I can tell you today that everything they told me at Clearbrook is true, despite my old belief system. I know today because of practical application, that the design and program for living that Clearbrook gives its patients works. I also know in hindsight that if it is not practiced as a way of life it won’t work. I am sober today. I am happy today. I believe in something governing this amazing world that we live in. I try to the best of my ability to practice what I learned from this God given place called Clearbrook. When I do these things my life is about as perfect as it could ever be.

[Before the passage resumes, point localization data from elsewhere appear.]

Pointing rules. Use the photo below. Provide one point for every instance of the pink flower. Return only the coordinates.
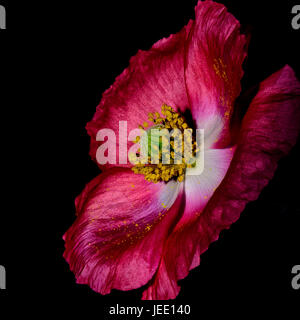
(130, 232)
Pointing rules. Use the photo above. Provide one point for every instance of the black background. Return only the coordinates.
(57, 60)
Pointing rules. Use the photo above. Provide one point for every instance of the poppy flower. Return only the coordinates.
(138, 228)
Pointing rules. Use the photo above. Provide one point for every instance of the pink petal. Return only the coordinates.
(269, 130)
(153, 78)
(216, 51)
(118, 236)
(179, 248)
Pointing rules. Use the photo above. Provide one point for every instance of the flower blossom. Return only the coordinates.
(148, 225)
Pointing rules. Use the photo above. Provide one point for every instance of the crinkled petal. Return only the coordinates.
(116, 241)
(153, 78)
(269, 130)
(215, 53)
(179, 249)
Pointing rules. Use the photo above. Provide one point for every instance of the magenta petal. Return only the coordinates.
(153, 78)
(180, 246)
(269, 130)
(118, 236)
(215, 54)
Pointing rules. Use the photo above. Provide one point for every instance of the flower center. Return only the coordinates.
(168, 145)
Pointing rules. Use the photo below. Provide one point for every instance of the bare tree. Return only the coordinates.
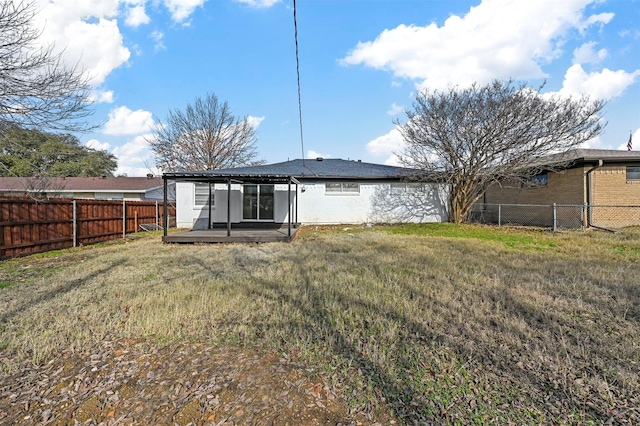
(475, 137)
(205, 136)
(36, 89)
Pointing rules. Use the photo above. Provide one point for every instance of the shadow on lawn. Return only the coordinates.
(496, 361)
(56, 292)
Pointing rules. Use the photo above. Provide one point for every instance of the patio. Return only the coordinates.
(238, 235)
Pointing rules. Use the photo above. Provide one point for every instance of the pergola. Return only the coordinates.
(215, 177)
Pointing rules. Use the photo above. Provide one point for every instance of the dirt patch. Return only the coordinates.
(132, 382)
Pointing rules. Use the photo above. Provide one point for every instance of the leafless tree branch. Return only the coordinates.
(205, 136)
(36, 89)
(472, 138)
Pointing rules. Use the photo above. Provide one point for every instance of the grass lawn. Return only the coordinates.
(437, 323)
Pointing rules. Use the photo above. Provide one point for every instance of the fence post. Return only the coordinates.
(75, 224)
(124, 219)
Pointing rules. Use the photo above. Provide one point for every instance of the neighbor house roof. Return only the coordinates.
(581, 156)
(329, 168)
(83, 184)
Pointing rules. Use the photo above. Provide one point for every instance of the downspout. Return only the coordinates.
(590, 197)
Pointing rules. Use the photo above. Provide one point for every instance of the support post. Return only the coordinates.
(228, 207)
(290, 207)
(75, 224)
(124, 219)
(164, 207)
(209, 203)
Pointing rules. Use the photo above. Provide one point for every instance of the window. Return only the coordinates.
(202, 194)
(342, 188)
(633, 173)
(541, 179)
(404, 187)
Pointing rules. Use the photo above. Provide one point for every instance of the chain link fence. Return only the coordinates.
(557, 216)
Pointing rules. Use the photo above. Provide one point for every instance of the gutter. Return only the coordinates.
(590, 197)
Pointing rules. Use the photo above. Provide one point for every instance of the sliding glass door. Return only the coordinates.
(257, 202)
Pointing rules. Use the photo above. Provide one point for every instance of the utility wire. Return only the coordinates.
(295, 28)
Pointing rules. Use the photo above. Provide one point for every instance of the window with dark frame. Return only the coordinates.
(202, 194)
(342, 188)
(633, 173)
(537, 181)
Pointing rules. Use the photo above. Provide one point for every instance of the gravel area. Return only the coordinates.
(137, 383)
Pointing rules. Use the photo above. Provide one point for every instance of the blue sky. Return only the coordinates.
(361, 63)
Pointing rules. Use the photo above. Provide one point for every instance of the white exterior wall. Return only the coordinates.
(374, 203)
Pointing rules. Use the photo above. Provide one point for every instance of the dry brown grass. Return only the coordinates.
(437, 323)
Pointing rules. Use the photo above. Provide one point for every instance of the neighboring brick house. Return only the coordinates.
(593, 177)
(100, 188)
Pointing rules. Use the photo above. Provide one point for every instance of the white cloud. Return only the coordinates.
(258, 3)
(315, 154)
(605, 84)
(135, 158)
(496, 39)
(387, 144)
(182, 9)
(123, 121)
(85, 32)
(255, 121)
(137, 16)
(96, 144)
(157, 37)
(101, 96)
(601, 18)
(587, 54)
(395, 109)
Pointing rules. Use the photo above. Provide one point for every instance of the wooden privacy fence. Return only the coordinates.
(30, 226)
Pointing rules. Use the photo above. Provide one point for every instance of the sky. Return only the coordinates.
(362, 63)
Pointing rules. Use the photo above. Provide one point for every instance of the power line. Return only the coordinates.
(295, 28)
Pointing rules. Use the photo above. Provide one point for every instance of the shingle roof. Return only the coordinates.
(602, 154)
(88, 184)
(330, 168)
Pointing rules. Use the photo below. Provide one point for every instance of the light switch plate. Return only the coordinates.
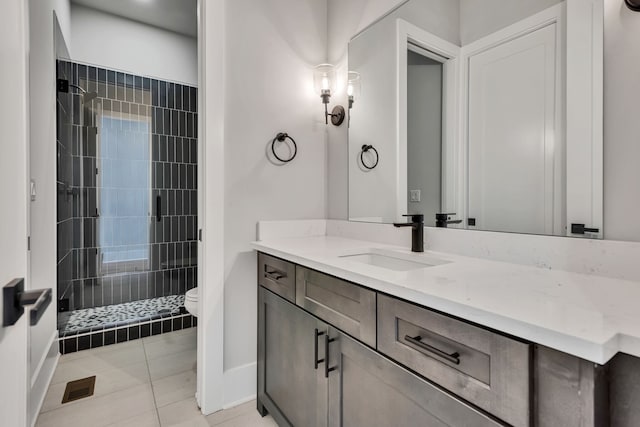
(32, 190)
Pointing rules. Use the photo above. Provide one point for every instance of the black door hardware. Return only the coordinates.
(417, 341)
(582, 229)
(274, 275)
(316, 362)
(327, 341)
(14, 298)
(158, 208)
(417, 231)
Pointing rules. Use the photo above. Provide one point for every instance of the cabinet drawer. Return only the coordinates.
(368, 390)
(347, 306)
(277, 275)
(487, 369)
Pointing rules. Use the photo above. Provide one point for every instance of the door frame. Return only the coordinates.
(550, 16)
(583, 42)
(405, 33)
(14, 118)
(210, 393)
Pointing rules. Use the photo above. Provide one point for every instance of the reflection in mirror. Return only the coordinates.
(468, 105)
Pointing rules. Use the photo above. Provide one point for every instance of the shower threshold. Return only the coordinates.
(110, 316)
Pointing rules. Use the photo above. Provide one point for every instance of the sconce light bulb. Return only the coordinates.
(325, 83)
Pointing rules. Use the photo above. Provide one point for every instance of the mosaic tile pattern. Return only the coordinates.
(117, 314)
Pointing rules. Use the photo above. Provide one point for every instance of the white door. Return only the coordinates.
(13, 210)
(513, 135)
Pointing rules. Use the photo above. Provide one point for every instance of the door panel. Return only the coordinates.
(289, 385)
(514, 139)
(13, 215)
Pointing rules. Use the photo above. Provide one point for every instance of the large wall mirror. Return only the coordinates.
(488, 111)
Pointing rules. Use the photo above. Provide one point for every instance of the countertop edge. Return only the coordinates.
(595, 352)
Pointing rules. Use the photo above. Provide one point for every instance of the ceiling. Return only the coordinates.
(179, 16)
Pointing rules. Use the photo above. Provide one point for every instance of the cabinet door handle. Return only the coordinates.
(327, 369)
(453, 357)
(274, 275)
(316, 362)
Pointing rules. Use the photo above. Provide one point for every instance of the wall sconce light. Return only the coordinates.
(633, 5)
(353, 87)
(324, 81)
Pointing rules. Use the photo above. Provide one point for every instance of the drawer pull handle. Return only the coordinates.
(327, 369)
(274, 275)
(316, 362)
(453, 357)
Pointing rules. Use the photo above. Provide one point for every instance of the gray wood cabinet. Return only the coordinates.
(290, 385)
(322, 361)
(367, 389)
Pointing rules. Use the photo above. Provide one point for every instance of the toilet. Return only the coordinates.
(191, 301)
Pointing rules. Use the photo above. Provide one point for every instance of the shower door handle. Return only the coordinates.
(159, 208)
(15, 298)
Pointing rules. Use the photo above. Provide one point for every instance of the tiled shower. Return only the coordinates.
(127, 205)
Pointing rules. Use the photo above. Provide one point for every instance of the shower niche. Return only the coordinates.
(127, 205)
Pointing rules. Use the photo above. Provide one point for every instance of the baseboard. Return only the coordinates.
(42, 378)
(240, 385)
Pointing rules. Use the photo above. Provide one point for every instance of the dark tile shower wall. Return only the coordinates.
(91, 226)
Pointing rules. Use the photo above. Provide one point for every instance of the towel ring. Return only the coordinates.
(281, 137)
(365, 149)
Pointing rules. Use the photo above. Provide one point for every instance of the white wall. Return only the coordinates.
(42, 168)
(113, 42)
(271, 49)
(621, 125)
(481, 18)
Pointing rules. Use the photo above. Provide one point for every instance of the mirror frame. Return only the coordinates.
(583, 114)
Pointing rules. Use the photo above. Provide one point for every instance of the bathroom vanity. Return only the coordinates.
(358, 334)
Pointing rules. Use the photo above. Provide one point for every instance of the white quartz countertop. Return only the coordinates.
(584, 315)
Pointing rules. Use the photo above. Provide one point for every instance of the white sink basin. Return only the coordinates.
(392, 261)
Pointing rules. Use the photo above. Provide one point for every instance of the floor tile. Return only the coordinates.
(108, 381)
(167, 344)
(174, 388)
(70, 369)
(244, 415)
(183, 413)
(172, 364)
(148, 419)
(102, 411)
(227, 414)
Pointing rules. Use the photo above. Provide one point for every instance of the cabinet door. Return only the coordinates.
(367, 389)
(291, 386)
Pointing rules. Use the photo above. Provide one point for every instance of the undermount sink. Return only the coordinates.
(396, 262)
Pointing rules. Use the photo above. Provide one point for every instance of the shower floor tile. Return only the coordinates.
(111, 315)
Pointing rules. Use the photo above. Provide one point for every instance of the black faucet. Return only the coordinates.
(417, 231)
(442, 220)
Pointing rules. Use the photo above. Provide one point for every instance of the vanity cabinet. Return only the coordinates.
(367, 389)
(484, 367)
(291, 385)
(334, 353)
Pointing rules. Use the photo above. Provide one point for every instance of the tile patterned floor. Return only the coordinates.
(147, 382)
(85, 319)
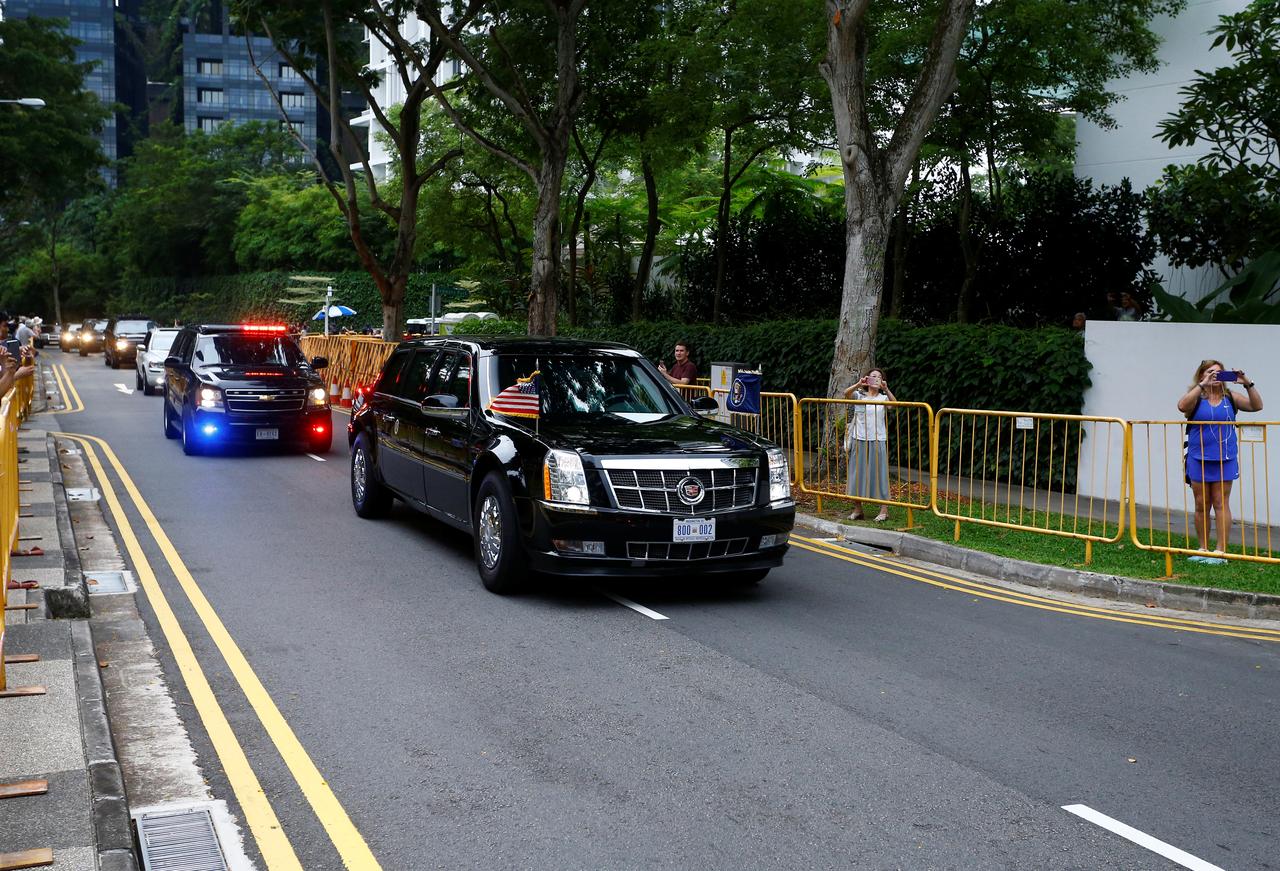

When I don’t, I suffer. I visit Clearbrook often. Without fail, every single time I turn into the driveway tears of gratitude fill my eyes. I remember how beat up I was when I first got here. Now to be able to be thankful for anything is a gift, and it has nothing to do with me. All I did was what I was told so far. It was Clearbrook and their staff that had the plan. For that I am eternally grateful. Thank you Clearbrook. Thank you for a life that I said I didn’t deserve.